We may not know the name of our GP but most of us can name our vet, says
David Tomlinson. The increase in big, corporate bodies could be set to change that
IWAS recently asked the name of my doctor: I hadn’t a clue. On my rare visits to the local surgery I have rarely seen the same doctor twice. Ask me the name of my veterinary surgeon, however, and it’s a different matter. We are on firstname terms. That’s not because my dogs are frequent visitors but because I have a different relationship with my vet to my doctor. I’m paying him for his services whereas when I go to see my GP I feel guilty about taking up his or her valuable time.
Sadly, the veterinary world is changing radically. Private practices are disappearing as big, corporate bodies buy them to add to their empires. Numerous small practices have already been swallowed up into corporate chains. It can be argued that this is a good thing as big companies can buy drugs at a much more favourable rate, keeping prices down.
However, on the debit side is the fact that small businesses that are part of a large company invariably have financial targets to meet and this can compromise decision-making. There’s also far less chance that you will get to know your vet personally, which can’t be a good thing. We all like taking our dogs to a vet who knows them individually.

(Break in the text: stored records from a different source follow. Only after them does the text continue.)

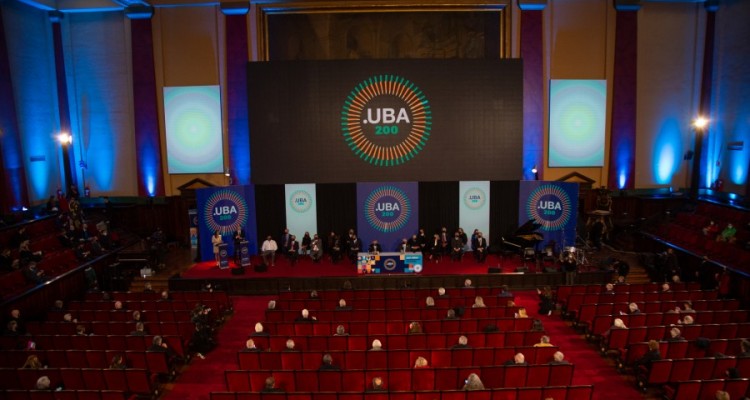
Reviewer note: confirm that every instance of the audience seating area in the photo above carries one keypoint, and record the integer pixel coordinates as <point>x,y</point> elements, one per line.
<point>694,368</point>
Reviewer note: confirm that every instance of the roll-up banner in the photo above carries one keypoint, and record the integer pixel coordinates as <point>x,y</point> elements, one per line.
<point>474,208</point>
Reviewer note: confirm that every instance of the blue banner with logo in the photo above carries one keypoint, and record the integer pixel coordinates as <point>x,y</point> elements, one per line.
<point>474,208</point>
<point>226,209</point>
<point>301,209</point>
<point>387,212</point>
<point>553,205</point>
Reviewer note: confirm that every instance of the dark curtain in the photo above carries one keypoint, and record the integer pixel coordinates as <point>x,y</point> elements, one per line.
<point>503,209</point>
<point>337,208</point>
<point>438,206</point>
<point>270,210</point>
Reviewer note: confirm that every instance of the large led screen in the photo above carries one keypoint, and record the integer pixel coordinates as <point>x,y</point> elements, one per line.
<point>577,116</point>
<point>194,136</point>
<point>385,120</point>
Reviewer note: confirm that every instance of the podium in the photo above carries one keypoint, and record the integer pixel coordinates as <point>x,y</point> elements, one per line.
<point>244,254</point>
<point>223,256</point>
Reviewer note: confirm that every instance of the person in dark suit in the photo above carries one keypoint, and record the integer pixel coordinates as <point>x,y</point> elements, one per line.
<point>479,245</point>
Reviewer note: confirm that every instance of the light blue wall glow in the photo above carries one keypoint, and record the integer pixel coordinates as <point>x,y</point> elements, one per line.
<point>667,152</point>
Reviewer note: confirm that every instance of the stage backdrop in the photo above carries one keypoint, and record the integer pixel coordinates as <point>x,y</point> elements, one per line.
<point>387,212</point>
<point>301,209</point>
<point>474,208</point>
<point>224,209</point>
<point>553,205</point>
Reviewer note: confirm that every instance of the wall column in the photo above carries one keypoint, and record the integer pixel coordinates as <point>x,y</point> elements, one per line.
<point>237,59</point>
<point>150,175</point>
<point>12,177</point>
<point>532,54</point>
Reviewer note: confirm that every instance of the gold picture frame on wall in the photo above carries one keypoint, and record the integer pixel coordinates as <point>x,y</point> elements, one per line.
<point>346,30</point>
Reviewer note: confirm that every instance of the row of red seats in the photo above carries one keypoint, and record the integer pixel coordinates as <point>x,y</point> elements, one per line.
<point>666,371</point>
<point>603,322</point>
<point>403,293</point>
<point>402,379</point>
<point>137,381</point>
<point>348,359</point>
<point>65,395</point>
<point>575,301</point>
<point>706,389</point>
<point>581,392</point>
<point>684,349</point>
<point>383,327</point>
<point>619,339</point>
<point>389,303</point>
<point>587,312</point>
<point>564,291</point>
<point>397,313</point>
<point>401,341</point>
<point>179,328</point>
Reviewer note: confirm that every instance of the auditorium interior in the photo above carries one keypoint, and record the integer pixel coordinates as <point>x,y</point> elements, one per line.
<point>573,173</point>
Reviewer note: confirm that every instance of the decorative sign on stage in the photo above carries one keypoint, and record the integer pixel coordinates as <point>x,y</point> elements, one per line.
<point>474,207</point>
<point>301,209</point>
<point>387,212</point>
<point>554,206</point>
<point>226,209</point>
<point>389,263</point>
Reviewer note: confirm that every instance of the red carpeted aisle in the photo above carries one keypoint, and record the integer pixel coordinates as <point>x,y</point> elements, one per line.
<point>204,376</point>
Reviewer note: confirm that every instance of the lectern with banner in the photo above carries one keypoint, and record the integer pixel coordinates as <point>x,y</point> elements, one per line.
<point>389,263</point>
<point>223,256</point>
<point>244,254</point>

I discussed this with my vet on my last visit. He felt unhappy about the direction in which the veterinary business is heading but added that it was inevitable. “Ten years ago my financial adviser told me that I shouldn’t regard my practice as my pension fund, as there was little chance of it being worth very much when I retire. That’s not the case anymore. This means that it’s unlikely that a junior vet in the practice would have the capital available to buy it, which used to be the case before the corporates moved in.”
Another subtle change is the growing reluctance of graduate vets to undertake anything surgical other than routine operations. They are worried about being sued if anything goes wrong, so prefer to send the dog on for referral to a specialist clinic. This is invariably the expensive option, which is acceptable to those whose dogs are insured but is a worry for the many people with working dogs who can’t afford to insure them.
I always used to insure my dogs but when the eldest reached the age of seven and her annual premium was close to what I would expect to pay for insuring a Porsche 911, I decided not to renew. That was a mistake, as she developed a mystery illness my vet was unable to diagnose and spent a week at Dick White Referrals at Newmarket, the leading veterinary hospital in East Anglia.
She received impeccable treatment and, against the odds, surgery saved her, though my bank balance was £6,000 lighter. It was money well spent, as she was able to resume her picking-up career until retiring at 12. As I write this she is days away from her 15th birthday and, remarkably, is not on any medication. My insurance would have only paid the first £2,000 of the claim in any case.
This experience hasn’t changed my views on insurance: a calculated gamble. When you acquire a new puppy, open an account in the dog’s name and pay in £20 a month. The odds are that you will never need to draw on the account but if you do you should have a substantial sum available to help with bills.
However, there’s no doubt that insurance has changed the business of small-animal care in this country, making it arguably the best in the world. On the Continent, where insurance for dogs is far less usual, few vets have the expertise or experience to undertake what we regard as relatively routine, if expensive, procedures. The result is that far more dogs are put down: my spaniel would almost certainly not have survived.
In recent years, the nature of our relationship with our vet has changed, too. Not so long ago our dogs would be taken to the vet annually for their booster inoculations, long thought to be essential to control diseases such as distemper and parovirus. However, vaccine manufacturers have been unable to come up with data that proves a need for annual jabs, while there is the worry that repeated vaccinations reduce the animal’s immune resources and possibly cause disorders such as degenerative joint diseases and reduce the dog’s ability to ward off diseases naturally. As a result, the annual booster, for so long a reliable form of income for the vet, has become a thing of the past.
Most people believe that a puppy should still receive a course of vaccinations against the four main infectious diseases: canine distemper, hepatitis, parovirus and leptospirosis. You should then be able to reply on your vet for information about the need for further vaccinations (leptospirosis should be annual). That’s much better coming from a vet you know and trust than from a faceless corporate out simply to make money.